In this lab we use a simulator to localize a robot using Bayes filter. To implement the filter, the map is broken into a grid of discrete cells. Then a motion model which predicts the likelihood of transtions between state is built. Supplementing a motion model is a measurement model that updates the belief based on sensor readings. Each step of the filter is broken into a prediction step which uses the motion model and adds uncertainty to the robot's pose and then an update step which incorporates the sensor readings and decreases the uncertainty. In the end, you have a grid of probabilities denoting the probability of the robot to be in each cell.
A motion command , u, can be desconstructed into three separate stages: initial rotation, translation, and final rotation. Compute_control uses the robot's current and past pose to get the ideal motion command.
The odometry motion model calculates the probability of transition from a previous state to a new state by comparing the ideal motion command (calculated by compute_control) to the actual odometry reading. The probability calculations are shown in the image below.
The prediction step uses the odometry to predict its new pose, implementing the equation: $$ \overline{bel}(x_t) = \sum_{x_{t-1}} p(x_t \mid x_{t-1}, u_t) \cdot bel(x_{t-1}) $$ We loop over every possible previous state (skipping states with probability below 0.0001 for computational efficiency) and calculate the probability of transitioning to each new state given the odometry reading. All probabilities are then normalized to sum to 1.

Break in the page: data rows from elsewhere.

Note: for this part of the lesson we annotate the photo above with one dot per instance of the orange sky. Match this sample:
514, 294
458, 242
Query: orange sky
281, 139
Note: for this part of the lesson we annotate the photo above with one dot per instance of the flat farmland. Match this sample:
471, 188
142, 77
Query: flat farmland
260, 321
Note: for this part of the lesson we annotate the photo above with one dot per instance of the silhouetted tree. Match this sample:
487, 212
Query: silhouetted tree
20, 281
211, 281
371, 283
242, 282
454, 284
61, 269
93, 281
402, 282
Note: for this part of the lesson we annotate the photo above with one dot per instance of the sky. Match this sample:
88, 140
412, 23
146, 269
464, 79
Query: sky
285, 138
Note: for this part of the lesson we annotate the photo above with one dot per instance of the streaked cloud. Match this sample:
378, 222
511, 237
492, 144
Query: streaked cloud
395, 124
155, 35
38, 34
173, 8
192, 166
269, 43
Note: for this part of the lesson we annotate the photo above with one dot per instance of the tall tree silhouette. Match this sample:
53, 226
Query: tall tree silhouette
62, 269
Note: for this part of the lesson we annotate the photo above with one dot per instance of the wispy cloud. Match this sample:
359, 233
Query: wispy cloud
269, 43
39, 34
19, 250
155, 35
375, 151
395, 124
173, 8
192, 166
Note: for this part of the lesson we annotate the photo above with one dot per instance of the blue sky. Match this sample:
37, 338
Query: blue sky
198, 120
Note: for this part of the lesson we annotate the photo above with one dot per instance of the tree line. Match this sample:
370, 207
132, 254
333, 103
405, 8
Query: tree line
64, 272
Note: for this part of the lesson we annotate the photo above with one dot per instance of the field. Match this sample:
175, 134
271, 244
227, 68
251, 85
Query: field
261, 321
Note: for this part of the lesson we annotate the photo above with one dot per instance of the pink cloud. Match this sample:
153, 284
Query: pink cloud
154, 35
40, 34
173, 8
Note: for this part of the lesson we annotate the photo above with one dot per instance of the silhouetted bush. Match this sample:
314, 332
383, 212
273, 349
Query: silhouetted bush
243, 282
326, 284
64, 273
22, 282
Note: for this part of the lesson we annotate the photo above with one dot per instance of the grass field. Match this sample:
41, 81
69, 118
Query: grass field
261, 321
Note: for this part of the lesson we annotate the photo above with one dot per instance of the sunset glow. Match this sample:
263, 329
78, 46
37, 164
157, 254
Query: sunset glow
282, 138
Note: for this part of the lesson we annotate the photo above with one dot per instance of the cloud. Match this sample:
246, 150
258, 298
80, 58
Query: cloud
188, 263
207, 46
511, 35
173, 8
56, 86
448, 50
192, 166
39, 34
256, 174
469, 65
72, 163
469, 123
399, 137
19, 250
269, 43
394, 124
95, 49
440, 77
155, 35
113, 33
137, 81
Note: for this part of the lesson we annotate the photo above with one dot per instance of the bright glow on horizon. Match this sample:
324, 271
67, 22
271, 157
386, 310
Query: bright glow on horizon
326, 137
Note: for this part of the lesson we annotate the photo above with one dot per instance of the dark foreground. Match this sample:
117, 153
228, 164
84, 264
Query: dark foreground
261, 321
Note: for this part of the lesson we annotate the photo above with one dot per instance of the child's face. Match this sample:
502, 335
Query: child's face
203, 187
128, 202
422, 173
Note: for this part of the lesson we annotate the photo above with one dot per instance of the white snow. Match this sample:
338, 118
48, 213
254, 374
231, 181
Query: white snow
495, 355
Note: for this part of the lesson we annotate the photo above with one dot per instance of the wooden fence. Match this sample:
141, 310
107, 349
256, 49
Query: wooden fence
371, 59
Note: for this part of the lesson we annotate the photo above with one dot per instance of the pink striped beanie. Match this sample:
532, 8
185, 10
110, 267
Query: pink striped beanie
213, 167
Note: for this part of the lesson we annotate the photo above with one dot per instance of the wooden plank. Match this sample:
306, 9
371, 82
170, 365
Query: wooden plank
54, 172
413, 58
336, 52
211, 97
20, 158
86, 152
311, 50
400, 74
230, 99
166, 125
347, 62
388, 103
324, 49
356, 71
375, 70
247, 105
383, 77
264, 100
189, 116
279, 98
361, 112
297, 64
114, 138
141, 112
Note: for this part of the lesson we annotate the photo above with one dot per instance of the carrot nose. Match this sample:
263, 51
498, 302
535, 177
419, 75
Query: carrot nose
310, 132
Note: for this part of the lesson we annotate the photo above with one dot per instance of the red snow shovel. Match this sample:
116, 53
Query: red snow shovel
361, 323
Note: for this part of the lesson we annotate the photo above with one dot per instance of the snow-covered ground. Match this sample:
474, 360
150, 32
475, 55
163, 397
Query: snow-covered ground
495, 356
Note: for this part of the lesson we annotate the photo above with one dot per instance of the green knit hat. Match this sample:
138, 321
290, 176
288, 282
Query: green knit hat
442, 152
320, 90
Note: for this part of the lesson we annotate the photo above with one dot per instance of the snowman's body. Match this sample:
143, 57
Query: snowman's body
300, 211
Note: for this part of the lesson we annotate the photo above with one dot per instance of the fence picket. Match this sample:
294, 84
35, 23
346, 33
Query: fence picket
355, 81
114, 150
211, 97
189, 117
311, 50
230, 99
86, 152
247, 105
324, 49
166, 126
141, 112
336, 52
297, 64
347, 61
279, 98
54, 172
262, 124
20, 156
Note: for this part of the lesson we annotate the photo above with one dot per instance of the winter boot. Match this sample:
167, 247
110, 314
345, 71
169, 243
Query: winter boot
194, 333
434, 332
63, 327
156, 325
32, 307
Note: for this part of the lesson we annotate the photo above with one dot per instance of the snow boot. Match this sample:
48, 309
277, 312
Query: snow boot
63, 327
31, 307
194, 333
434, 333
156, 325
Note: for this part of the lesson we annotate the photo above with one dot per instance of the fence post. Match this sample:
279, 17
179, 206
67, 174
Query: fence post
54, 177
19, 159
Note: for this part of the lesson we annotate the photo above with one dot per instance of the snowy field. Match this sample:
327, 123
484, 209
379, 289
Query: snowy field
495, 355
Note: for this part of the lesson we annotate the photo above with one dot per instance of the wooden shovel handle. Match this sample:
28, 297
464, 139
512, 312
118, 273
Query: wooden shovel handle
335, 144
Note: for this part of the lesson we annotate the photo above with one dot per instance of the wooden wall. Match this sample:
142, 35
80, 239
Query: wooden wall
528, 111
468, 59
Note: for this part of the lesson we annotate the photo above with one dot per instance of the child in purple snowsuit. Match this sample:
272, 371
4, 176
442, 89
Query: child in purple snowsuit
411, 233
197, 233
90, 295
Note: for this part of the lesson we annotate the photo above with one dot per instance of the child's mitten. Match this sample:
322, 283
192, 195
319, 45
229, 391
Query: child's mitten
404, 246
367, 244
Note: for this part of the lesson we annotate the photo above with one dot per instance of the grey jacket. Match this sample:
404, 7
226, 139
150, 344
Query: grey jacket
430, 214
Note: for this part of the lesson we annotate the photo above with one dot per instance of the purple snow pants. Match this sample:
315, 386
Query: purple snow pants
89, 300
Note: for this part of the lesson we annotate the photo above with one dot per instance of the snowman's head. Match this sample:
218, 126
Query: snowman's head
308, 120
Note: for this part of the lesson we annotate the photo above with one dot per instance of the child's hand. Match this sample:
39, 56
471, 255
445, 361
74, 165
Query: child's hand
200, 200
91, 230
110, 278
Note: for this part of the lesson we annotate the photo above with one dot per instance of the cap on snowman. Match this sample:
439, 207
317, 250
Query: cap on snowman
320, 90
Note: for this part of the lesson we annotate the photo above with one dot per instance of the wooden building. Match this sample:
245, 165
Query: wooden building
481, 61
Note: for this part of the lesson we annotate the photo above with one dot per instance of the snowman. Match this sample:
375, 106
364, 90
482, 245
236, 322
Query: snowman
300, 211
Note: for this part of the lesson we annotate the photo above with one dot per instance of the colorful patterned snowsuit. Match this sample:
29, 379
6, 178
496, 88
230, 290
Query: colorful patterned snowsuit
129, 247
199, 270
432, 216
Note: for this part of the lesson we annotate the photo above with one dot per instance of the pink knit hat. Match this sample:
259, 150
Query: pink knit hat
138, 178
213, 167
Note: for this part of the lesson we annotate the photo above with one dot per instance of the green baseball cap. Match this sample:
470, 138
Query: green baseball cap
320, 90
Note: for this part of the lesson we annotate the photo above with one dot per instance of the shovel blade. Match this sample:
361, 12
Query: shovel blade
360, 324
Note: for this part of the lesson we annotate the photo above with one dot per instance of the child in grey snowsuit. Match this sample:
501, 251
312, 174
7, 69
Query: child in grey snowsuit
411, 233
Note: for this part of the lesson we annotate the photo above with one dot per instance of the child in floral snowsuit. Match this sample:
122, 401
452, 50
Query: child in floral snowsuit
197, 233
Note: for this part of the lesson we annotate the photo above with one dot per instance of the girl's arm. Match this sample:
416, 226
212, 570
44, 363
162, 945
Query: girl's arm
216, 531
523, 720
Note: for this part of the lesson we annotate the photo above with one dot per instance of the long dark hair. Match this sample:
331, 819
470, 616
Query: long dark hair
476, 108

The sensor model computes $p(z_t \mid x_t)$, the likelihood of the robot's 18 range measurements given a particular grid cell. For each of the 18 scan angles, a Gaussian is evaluated comparing the actual sensor reading $z_t^{(i)}$ against the expected reading $z_{true}^{(i)}$ pre-computed for that cell: $$ p(z_t \mid x_t) = \prod_{i=1}^{18} \mathcal{N}(z_t^{(i)};\, z_{true}^{(i)}(x_t),\, \sigma_{sensor}) $$ The function returns an array of 18 individual likelihoods, which are then multiplied together in the update step to get the total likelihood for that cell.
In the update step, the measurements are incorporated to decrease uncertainty in the robot's pose: $$ bel(x_t) = \eta \cdot p(z_t \mid x_t) \cdot \overline{bel}(x_t) $$ where $p(z_t \mid x_t) = \prod_{i=1}^{18} \mathcal{N}(z_t^{(i)};\, z_{true}^{(i)}(x_t),\, \sigma_{sensor})$. We loop over every cell in the grid and compute the likelihood by comparing the 18 expected range measurements stored in the map against the robot's actual sensor readings. The belief is then normalized to sum to 1.
The trajectory plot shows that the predicted pose (shown in blue) closely tracked the ground truth (shown in green). The odometry readings (shown in red) were very noisy, at times showing the robot's pose as being outside of the world map. Nonethless, the the robot was effectively localized despite the noisy odometry readings.
I refrenced Stephen Wagner and Jack Long's code.